The experimental results shown are quite impressive and I like the style of presentation and the paper is well organized.
So I recommend the paper.
Author Response
Our answers in the Response, as well as all the changes in .tex fila have been highlighted in blue.
Author Response File: Author Response.pdf
Reviewer 2 Report
In this article, the authors present a method for learning feature descriptors using deep learning algorithms as feature extractors to compute discriminative local descriptions for textureless patches from plain renders with texture patches from real images. The model has been trained to capture geometric features with invariant images. In addition, patch pairs were extracted using the semi-supervised method.
This article provides two main contributions: first, it provides a synthetic dataset with initial coarse registration and manual fine generation; Second, it uses a two-step approach for training a deep neural network feature descriptor by first removing the distinction between domains before learning the discriminative features, which allow the descriptor network to converge even with small size dataset.
Experimental validation of the proposed solution shows that learning a robust cross-domain descriptor is feasible with a small dataset, which could be of interest to CAD-based inspection of mechanical assemblies.

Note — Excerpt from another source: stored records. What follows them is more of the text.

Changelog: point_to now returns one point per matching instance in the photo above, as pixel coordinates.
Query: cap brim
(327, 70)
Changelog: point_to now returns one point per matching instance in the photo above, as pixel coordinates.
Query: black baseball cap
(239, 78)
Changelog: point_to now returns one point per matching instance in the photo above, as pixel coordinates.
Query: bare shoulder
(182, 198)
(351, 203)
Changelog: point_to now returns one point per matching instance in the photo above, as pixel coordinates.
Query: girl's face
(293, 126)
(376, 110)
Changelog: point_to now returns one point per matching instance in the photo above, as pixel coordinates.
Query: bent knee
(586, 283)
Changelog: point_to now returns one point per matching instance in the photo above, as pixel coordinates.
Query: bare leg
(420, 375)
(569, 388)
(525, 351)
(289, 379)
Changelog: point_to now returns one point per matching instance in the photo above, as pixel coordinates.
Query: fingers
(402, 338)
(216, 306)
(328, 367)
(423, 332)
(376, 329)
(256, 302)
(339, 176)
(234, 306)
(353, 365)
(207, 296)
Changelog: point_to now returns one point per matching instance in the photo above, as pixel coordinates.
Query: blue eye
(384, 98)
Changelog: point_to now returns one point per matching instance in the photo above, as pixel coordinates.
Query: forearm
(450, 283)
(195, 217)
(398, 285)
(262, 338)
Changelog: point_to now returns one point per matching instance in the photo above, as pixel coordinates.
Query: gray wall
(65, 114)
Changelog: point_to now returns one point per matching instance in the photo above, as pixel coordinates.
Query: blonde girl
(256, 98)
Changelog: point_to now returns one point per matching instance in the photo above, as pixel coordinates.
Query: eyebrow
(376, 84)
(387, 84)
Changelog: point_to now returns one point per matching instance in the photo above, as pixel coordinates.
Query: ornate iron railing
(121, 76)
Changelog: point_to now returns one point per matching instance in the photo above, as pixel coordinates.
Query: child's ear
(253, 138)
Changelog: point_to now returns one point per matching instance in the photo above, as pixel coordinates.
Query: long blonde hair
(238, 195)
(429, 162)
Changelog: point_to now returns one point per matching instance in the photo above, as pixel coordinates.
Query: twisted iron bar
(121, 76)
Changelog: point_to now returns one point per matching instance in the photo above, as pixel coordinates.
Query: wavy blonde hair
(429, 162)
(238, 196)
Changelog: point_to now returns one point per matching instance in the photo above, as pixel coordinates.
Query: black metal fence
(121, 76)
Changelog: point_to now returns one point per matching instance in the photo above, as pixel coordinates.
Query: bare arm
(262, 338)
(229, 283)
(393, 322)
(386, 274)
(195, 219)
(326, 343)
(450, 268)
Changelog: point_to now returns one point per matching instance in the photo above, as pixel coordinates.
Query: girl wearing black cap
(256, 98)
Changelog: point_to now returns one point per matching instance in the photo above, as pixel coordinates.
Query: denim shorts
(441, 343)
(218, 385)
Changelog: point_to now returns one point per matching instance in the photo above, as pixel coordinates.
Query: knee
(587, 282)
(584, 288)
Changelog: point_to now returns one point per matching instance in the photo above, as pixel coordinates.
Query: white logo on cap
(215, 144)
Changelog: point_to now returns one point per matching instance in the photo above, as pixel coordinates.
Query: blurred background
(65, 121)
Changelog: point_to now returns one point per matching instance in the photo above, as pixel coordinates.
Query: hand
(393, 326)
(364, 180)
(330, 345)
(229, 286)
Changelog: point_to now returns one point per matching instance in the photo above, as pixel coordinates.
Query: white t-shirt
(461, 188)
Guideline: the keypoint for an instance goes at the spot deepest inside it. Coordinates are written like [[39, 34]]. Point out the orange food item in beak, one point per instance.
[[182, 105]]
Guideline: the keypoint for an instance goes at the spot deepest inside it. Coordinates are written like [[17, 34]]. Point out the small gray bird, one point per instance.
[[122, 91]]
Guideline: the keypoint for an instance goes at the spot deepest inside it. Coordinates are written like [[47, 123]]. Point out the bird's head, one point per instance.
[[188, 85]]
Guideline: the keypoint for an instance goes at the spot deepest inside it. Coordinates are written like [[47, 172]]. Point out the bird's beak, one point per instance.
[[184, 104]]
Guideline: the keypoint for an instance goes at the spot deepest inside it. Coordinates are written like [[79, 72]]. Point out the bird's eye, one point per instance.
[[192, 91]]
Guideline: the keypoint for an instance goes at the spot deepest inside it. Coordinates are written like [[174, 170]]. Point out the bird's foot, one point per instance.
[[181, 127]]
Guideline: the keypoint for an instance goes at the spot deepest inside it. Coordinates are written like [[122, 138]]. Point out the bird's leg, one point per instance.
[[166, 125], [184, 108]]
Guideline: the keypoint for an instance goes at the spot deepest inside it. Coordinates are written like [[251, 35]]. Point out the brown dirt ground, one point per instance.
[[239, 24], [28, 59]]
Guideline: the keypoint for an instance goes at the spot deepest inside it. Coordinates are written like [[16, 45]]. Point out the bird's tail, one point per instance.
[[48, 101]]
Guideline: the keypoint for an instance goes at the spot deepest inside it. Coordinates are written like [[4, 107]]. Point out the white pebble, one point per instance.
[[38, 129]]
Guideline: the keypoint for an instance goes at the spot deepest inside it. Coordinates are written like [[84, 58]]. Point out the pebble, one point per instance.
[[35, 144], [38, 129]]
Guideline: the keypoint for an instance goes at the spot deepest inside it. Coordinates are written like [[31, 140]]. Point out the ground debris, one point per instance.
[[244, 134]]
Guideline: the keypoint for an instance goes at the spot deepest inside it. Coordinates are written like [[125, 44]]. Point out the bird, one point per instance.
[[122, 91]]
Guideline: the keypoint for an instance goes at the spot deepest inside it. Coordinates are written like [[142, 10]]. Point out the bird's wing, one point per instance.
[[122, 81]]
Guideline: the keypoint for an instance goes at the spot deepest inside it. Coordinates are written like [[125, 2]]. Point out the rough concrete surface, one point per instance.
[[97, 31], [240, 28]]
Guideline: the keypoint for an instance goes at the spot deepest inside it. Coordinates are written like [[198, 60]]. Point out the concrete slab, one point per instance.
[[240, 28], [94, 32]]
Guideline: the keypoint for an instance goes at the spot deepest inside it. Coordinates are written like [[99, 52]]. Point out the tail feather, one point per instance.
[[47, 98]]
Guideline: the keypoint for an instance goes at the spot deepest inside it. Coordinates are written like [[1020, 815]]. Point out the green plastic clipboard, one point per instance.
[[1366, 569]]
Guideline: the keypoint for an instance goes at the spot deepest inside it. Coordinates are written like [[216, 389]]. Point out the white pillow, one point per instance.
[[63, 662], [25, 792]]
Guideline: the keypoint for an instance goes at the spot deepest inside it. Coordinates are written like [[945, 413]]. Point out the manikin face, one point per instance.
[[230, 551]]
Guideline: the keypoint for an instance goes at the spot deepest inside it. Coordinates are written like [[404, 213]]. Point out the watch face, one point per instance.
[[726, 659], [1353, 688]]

However, I have the following concerns about the article.
- Other than the challenges in training the patch-pair datasets, authors need to clearly define the problem being addressed even though the contributions being made have been articulated. The main problem being addressed is not clearly defined.
- The article is a bit hard to follow due to language issues. There is a need for improvement in the presentation.

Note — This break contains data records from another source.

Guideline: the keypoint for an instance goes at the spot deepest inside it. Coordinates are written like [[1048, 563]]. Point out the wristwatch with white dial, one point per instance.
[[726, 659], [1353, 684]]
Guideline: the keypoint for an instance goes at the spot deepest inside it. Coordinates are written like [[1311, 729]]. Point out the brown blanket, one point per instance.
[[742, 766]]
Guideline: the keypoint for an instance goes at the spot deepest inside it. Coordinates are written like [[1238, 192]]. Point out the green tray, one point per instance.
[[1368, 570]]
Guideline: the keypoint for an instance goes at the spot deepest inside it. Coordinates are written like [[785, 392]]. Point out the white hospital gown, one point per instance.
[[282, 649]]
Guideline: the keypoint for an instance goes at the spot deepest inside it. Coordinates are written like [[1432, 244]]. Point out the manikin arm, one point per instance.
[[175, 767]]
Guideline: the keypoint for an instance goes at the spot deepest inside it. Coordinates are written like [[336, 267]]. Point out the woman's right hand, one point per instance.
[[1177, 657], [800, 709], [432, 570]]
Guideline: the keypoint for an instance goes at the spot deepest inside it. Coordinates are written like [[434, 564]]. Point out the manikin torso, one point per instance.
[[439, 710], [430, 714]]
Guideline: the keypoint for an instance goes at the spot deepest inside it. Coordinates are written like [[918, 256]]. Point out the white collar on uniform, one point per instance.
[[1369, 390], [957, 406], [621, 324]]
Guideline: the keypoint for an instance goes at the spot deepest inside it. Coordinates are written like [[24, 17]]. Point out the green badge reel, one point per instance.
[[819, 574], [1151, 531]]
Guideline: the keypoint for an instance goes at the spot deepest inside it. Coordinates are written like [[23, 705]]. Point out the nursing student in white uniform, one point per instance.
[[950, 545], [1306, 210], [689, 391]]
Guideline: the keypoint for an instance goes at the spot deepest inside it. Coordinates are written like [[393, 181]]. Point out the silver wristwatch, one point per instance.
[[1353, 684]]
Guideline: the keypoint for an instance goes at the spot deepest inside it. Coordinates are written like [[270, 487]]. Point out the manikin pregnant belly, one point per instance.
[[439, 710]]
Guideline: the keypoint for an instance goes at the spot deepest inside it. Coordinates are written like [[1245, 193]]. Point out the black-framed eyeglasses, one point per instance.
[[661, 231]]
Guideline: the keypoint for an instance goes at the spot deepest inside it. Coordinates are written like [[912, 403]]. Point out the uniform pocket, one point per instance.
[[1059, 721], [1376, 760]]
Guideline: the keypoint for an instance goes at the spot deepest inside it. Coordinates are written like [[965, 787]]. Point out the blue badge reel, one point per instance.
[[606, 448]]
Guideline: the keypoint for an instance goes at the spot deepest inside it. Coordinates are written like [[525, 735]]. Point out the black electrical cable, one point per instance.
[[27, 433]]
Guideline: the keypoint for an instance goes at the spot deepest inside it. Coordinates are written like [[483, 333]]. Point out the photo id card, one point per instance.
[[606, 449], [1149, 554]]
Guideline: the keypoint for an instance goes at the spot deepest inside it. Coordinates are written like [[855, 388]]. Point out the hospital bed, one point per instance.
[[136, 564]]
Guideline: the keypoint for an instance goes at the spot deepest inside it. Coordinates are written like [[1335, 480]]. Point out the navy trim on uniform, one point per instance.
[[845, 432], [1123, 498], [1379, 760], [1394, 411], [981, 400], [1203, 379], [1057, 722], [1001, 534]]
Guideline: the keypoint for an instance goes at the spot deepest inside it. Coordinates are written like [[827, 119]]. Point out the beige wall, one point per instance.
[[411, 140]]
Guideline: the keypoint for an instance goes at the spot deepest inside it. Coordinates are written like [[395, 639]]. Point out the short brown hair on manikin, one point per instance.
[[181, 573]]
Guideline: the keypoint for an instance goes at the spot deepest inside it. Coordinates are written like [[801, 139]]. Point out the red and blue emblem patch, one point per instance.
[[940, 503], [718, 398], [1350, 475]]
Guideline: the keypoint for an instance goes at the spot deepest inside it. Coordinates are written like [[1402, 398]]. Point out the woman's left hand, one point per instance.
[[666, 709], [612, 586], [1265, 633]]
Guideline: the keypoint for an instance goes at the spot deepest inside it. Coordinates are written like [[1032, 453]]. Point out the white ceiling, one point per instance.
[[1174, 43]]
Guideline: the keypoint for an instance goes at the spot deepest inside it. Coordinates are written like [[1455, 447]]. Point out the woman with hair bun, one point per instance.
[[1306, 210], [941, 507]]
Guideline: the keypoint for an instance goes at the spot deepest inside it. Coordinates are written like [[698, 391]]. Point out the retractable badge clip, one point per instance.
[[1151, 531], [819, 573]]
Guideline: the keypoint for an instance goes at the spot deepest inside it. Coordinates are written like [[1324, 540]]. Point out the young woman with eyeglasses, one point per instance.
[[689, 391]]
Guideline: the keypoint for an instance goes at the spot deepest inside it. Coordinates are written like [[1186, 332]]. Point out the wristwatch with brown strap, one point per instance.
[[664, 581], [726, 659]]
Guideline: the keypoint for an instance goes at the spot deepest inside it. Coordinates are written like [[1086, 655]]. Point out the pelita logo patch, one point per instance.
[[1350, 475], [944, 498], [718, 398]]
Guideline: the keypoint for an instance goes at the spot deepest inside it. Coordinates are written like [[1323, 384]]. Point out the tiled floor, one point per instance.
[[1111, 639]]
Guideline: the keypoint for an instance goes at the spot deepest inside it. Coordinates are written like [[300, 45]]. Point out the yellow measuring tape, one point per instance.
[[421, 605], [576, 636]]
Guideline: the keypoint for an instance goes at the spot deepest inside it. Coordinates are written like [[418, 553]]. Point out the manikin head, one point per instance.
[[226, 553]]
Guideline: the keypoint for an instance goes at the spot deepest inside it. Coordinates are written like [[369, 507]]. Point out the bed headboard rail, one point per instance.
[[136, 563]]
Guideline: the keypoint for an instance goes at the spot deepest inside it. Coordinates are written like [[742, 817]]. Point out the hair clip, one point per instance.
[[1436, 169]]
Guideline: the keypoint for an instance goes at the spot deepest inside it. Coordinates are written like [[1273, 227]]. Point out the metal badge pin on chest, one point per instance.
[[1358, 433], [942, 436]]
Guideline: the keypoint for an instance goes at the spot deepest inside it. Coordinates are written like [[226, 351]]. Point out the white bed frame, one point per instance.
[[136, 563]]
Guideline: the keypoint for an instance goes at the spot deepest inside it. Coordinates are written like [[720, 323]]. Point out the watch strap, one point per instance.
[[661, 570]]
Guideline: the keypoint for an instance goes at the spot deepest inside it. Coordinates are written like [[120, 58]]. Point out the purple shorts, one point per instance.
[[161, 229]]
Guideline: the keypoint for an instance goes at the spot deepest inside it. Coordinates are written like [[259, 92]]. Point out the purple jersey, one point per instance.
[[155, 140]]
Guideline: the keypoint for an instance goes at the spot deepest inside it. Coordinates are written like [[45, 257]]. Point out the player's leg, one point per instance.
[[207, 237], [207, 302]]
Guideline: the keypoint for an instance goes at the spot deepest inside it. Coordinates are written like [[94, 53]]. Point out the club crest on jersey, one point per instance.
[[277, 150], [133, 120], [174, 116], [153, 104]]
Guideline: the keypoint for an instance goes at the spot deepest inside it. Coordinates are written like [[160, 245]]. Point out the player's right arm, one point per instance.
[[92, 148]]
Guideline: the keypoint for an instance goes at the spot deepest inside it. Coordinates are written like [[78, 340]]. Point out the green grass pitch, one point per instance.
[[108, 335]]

- Synthetic data has been generated corresponding to real and rendered image patches because there is no real-world dataset to be used, however, why have you used a small dataset?
- On line 356, the authors claim that the BoVW contains 50 words, how did you decide on how many words each bag should contain?
- The authors need to provide more detail on the nearest neighbor matching method.
- The quality of figure 2 should be improved. It’s difficult to read the text labels.
Author Response
Our answers in the Response, as well as all the changes in .tex fila have been highlighted in blue.
Author Response File: Author Response.pdf